En signant avec l'État un « Pacte d'avenir pour la Bretagne », nous nous inscrivons précisément dans la perspective que vous appelez de vos voeux, celle consistant à donner sens et ambition à l'action publique - au besoin par des délégations de compétences, dont les périmètres restent à définir.

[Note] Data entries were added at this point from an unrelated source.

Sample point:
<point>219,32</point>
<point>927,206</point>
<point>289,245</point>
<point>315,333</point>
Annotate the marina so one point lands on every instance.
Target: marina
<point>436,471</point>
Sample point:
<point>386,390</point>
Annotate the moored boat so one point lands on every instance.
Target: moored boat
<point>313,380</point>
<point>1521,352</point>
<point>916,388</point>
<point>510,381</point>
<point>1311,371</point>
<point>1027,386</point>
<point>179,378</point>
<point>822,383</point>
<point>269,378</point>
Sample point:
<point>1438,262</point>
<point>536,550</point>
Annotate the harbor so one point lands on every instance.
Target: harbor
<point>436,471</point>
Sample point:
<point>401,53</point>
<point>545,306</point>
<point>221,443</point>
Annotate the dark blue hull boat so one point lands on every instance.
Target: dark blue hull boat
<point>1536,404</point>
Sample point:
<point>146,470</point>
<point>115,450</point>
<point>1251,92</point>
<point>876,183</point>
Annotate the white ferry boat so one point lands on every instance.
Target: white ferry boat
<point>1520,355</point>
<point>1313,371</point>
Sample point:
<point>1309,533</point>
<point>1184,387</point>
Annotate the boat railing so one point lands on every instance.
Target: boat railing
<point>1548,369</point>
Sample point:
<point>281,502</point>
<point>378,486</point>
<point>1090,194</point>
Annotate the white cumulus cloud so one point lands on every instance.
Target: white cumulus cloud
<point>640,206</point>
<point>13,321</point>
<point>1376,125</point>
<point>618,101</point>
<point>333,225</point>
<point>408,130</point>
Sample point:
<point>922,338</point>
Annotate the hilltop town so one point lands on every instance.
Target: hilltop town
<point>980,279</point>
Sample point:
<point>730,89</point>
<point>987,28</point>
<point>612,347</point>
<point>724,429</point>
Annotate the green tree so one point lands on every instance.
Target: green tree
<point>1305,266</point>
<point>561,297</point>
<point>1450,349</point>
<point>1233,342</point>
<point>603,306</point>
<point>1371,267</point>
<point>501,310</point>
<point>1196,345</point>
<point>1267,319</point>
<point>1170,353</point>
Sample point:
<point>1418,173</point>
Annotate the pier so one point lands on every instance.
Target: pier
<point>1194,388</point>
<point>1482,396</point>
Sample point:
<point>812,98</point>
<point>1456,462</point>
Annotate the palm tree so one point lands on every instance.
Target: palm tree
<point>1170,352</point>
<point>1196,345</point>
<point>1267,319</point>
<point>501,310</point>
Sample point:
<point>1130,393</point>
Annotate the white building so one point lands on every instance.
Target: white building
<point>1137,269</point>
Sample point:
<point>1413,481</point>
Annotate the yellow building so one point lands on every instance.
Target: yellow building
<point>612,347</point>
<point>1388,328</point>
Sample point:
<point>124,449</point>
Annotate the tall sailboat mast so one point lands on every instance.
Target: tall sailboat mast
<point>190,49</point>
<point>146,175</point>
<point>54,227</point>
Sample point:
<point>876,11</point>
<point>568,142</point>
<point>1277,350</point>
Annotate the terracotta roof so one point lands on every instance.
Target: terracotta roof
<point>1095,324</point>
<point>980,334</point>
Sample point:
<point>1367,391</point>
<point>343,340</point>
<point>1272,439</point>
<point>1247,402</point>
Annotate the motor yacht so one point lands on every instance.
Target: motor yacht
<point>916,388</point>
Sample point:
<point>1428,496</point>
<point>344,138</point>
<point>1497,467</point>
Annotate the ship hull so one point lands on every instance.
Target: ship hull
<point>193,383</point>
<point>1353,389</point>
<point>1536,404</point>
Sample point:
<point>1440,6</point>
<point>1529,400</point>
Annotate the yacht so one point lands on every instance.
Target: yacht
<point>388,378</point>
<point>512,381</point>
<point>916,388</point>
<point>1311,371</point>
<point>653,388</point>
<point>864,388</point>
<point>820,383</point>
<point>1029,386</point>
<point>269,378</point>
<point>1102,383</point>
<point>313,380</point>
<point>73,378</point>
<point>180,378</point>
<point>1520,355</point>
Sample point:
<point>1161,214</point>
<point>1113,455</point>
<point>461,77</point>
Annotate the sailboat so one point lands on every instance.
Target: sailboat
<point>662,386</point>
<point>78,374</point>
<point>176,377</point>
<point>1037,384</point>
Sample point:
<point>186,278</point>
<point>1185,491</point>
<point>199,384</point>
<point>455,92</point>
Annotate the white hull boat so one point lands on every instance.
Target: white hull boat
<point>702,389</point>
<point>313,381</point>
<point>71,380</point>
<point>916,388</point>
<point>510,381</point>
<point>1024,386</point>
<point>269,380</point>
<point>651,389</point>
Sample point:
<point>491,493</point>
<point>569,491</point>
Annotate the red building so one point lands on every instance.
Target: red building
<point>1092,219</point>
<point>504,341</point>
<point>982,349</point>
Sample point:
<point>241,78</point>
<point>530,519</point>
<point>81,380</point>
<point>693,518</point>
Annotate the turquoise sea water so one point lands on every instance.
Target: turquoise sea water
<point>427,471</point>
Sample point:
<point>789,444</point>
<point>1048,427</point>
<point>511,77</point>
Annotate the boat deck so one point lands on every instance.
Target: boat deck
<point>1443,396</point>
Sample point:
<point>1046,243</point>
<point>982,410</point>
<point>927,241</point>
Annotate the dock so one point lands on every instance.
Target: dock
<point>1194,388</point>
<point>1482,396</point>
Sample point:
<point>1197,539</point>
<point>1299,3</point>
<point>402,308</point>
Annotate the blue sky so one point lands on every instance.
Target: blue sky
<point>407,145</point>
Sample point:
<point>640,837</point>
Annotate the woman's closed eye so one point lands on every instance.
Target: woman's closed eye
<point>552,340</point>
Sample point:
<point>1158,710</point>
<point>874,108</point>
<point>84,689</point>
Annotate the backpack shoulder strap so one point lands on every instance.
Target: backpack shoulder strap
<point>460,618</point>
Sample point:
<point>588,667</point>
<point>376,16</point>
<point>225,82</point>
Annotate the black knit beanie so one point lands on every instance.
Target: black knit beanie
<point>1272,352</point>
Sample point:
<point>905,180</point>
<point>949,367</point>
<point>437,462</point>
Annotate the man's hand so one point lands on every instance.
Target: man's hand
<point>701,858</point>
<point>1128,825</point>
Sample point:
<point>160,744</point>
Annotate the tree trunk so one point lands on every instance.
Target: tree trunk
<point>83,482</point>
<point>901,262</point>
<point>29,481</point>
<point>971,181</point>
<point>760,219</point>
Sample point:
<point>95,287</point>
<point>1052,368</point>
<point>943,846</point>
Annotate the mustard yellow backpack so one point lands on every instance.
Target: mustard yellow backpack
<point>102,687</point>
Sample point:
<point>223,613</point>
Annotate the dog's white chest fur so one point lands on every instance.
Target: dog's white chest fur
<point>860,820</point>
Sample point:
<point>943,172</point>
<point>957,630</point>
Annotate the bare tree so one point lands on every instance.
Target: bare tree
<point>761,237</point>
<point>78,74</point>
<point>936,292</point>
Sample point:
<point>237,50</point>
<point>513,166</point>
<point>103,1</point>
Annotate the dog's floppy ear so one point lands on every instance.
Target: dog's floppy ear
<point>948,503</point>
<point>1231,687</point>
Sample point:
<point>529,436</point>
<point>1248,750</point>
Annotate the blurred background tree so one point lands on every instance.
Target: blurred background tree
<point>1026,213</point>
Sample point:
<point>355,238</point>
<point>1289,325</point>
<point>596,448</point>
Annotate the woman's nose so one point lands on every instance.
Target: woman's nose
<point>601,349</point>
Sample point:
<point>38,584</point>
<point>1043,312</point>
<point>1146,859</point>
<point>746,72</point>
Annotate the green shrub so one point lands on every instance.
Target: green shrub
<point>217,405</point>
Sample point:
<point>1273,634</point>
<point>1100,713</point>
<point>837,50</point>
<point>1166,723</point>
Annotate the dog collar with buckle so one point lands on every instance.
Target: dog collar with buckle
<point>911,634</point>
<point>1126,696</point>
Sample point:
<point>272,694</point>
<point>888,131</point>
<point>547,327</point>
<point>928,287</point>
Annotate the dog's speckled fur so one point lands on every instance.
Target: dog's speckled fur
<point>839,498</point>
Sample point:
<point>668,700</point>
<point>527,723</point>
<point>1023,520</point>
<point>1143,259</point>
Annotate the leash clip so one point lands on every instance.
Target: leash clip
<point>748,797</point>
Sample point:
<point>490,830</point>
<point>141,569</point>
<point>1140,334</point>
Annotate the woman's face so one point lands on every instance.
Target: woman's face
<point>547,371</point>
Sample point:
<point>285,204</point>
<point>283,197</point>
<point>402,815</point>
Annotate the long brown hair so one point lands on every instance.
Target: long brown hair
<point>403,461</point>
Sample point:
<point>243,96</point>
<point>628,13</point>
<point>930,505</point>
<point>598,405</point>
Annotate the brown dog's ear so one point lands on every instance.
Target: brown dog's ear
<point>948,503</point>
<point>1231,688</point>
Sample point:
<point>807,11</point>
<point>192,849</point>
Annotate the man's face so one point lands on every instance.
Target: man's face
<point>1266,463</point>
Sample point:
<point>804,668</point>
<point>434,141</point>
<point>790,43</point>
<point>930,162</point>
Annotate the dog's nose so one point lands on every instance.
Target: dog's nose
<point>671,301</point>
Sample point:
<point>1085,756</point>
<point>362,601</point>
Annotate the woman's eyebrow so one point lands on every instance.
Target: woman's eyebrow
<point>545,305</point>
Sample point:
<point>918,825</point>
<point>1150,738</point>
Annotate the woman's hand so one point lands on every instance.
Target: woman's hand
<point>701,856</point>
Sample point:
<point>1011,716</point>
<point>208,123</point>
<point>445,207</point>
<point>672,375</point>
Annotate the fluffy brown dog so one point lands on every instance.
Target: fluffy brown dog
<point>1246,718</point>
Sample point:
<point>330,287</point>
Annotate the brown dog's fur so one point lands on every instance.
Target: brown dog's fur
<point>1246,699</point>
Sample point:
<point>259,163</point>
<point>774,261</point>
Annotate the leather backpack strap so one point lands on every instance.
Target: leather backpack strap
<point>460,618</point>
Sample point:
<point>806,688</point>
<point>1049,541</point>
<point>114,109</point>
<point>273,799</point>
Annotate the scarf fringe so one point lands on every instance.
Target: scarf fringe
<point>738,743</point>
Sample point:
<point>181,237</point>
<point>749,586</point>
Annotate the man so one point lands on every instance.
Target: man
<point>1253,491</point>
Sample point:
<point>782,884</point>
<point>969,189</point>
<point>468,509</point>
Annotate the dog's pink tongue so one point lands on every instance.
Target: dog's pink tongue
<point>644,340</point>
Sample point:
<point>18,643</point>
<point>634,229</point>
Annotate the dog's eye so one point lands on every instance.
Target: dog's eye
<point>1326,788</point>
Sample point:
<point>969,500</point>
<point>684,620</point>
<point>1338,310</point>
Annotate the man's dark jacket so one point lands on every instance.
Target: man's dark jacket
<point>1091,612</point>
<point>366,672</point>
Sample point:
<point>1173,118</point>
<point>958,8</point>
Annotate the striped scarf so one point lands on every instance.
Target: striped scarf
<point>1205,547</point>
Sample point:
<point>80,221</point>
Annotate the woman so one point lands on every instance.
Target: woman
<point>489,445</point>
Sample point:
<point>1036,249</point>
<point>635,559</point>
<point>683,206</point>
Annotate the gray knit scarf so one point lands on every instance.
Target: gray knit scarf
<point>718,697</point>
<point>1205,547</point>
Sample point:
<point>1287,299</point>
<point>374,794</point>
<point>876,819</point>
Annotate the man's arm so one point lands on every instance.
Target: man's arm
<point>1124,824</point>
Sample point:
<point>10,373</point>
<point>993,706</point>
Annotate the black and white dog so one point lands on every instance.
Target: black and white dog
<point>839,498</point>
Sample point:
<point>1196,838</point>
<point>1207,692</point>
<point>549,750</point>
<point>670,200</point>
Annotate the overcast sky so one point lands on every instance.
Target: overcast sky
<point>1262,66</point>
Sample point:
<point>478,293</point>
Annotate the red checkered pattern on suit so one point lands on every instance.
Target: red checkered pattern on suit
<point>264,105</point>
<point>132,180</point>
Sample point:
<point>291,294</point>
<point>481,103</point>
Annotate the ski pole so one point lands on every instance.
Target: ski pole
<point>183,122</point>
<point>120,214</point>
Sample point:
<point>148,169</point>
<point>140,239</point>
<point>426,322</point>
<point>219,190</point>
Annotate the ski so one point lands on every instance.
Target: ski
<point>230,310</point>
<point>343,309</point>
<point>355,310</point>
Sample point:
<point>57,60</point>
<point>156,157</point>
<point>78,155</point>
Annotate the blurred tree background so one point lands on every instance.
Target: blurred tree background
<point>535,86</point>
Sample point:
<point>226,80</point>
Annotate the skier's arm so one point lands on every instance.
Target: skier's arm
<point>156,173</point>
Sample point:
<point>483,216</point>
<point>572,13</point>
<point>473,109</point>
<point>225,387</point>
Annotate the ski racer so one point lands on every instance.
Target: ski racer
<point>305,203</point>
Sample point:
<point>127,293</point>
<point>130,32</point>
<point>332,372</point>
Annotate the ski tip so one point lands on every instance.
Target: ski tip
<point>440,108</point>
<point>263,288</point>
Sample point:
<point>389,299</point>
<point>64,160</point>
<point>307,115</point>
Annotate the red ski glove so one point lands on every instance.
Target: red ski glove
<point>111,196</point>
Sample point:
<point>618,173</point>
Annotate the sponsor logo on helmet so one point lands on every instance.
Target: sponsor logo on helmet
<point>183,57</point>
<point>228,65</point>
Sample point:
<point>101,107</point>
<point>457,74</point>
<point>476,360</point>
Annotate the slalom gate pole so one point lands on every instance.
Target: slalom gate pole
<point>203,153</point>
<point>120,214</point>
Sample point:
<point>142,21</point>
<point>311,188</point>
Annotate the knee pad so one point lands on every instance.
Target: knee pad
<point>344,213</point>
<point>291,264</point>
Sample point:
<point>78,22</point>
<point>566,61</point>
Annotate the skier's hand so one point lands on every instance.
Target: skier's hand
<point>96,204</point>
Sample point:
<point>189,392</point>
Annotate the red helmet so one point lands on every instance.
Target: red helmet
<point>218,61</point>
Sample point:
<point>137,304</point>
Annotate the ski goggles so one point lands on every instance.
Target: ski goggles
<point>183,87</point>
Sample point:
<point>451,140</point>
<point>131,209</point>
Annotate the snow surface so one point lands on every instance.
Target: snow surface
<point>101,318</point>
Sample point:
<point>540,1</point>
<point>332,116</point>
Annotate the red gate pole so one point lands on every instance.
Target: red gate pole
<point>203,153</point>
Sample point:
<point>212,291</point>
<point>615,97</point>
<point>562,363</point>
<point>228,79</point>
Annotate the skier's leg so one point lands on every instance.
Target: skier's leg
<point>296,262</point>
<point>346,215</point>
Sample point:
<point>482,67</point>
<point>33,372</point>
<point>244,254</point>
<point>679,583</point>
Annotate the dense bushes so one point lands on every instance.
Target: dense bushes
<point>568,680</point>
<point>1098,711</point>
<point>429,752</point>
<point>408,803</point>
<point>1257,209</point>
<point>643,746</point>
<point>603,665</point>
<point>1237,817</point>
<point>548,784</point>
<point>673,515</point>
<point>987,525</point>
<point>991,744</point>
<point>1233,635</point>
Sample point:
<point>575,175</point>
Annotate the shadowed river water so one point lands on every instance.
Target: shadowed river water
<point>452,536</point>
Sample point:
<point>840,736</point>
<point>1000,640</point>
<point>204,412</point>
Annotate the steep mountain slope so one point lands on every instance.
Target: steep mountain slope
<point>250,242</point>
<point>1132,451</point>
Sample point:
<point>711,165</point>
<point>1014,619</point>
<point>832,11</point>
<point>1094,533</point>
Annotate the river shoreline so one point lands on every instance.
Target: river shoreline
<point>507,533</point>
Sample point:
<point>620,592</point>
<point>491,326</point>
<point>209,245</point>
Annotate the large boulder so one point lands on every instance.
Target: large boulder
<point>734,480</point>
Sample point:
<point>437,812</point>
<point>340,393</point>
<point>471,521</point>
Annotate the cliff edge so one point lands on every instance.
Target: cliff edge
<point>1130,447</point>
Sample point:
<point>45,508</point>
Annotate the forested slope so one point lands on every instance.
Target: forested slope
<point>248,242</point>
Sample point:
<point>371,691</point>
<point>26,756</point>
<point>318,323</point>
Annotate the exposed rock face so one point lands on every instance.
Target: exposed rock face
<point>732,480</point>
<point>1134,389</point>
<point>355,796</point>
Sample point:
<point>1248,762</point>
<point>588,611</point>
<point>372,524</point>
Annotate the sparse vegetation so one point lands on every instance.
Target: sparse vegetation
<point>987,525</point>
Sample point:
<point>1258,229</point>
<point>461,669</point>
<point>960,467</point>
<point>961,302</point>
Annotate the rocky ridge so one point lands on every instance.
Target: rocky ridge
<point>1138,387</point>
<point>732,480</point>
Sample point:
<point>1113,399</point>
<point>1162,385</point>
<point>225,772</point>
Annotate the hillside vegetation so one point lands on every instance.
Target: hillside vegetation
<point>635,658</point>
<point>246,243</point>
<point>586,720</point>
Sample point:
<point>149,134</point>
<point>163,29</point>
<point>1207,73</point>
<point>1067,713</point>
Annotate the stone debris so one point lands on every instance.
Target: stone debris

Je veux souligner, pour commencer, une singularité forte de la Bretagne : sa vitalité culturelle, tous domaines confondus, avec des pratiques culturelles très vivaces et très liées à la création - ces pratiques ne sont pas folklorisées et c'est pourquoi je ne parle jamais de « culture bretonne », tant l'imbrication est forte entre partitions anciennes et pratiques actuelles, entre amateurs et professionnels, entre culture savante et culture populaire. L'égale dignité des cultures est au fondement de notre politique culturelle - je le dis avec d'autant plus de force que nous sommes salle « Clemenceau », lui qui s'était battu pour l'égale dignité des civilisations, quand la colonisation de la fin du 19e siècle voulait se justifier par la hiérarchie entre les civilisations. La Bretagne, ensuite, est historiquement décentralisatrice. La décentralisation y a trouvé parmi ses plus grands défenseurs et initiateurs, en particulier René Pleven, dès les années 1960.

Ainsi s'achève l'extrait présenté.